Getting started
Installation
Install the package from PyPI:
pip install hugiml-core
Install optional extras when needed:
pip install "hugiml-core[plots]" # Plotly dashboards and profile plots
pip install "hugiml-core[benchmarks]" # benchmark comparison dependencies
pip install "hugiml-core[imbalanced]" # imbalanced-learn helper pipeline
pip install "hugiml-core[explainability]" # SHAP bridge
pip install "hugiml-core[server]" # FastAPI inference server dependencies
pip install "hugiml-core[all]" # all optional extras
Build from source when you need to edit the C++ extension or package internals:
git clone https://github.com/srikumar2050/hugiml-core.git
cd hugiml-core
pip install -e ".[dev]"
python setup.py build_ext --inplace
Minimal classifier workflow
prepareXy performs schema and type preparation only. It does not mine patterns or fit the model. Mining and downstream classifier fitting happen inside fit.
import pandas as pd
from sklearn.model_selection import train_test_split
from sklearn.metrics import roc_auc_score
from hugiml import HUGIMLClassifier
clf = HUGIMLClassifier(B=7, L=1, G=5e-3)
X_enc, y_enc = clf.prepareXy(X_df, y)
X_train, X_test, y_train, y_test = train_test_split(
X_enc,
y_enc,
test_size=0.25,
stratify=y_enc,
random_state=42,
)
clf.fit(X_train, y_train)
proba = clf.predict_proba(X_test)[:, 1]
print("AUC:", roc_auc_score(y_test, proba))
print(clf.model_summary())
print(clf.get_pattern_info().head())
Cross-validation and production schemas
When you already know the feature schema, pass allCols and origColumns explicitly. This is often cleaner in cross-validation loops and production pipelines.
clf = HUGIMLClassifier(
allCols=[integer_columns, float_columns, categorical_columns],
origColumns=X_train.columns.tolist(),
B=15,
L=1,
G=1e-5,
topK=150,
adaptive_binning=True,
b_candidates=[2, 3, 5, 7, 10, 15],
)
clf.fit(X_train, y_train)
predictions = clf.predict(X_test)
probabilities = clf.predict_proba(X_test)
Recommended first checks
After fitting, inspect both predictive behavior and explanation complexity:
print(clf.get_transformed_shape())
print(clf.get_hug_features()[:10])
print(clf.feature_importances().head(20))

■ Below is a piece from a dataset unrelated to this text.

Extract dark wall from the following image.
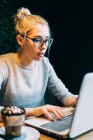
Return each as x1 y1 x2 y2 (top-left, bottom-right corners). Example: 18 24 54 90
0 0 93 94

print(clf.get_pattern_info().head(20))
Performance-oriented starting point
For the current implementation, start with the native L=1 hot path, a bounded pattern budget, and adaptive binning only when per-feature bin selection is useful. Increase complexity only when validation results justify it:
clf = HUGIMLClassifier(
B=7,
L=1,
G=5e-3,
topK=100,
n_jobs=-1,
use_hotpath=True,
)
clf.fit(X_train, y_train)
print(clf.fit_metadata_.summary())
print(clf.fit_metadata_)
Use adaptive_binning=True with L=1 when you want supervised per-feature bin resolution without paying the cost of a fully materialized adaptive pre-binned matrix. Use L=2 when interaction patterns are important, and compensate by tightening G or keeping topK bounded. Use topK=-1 only for smaller datasets or controlled benchmark runs, because it allows the automatic budget to grow with the item universe.
If your logs show HUGIMLConvergenceWarning for a constant column, the model is telling you that the column has zero utility. Drop the column upstream if it is expected; otherwise, treat it as a data-quality signal.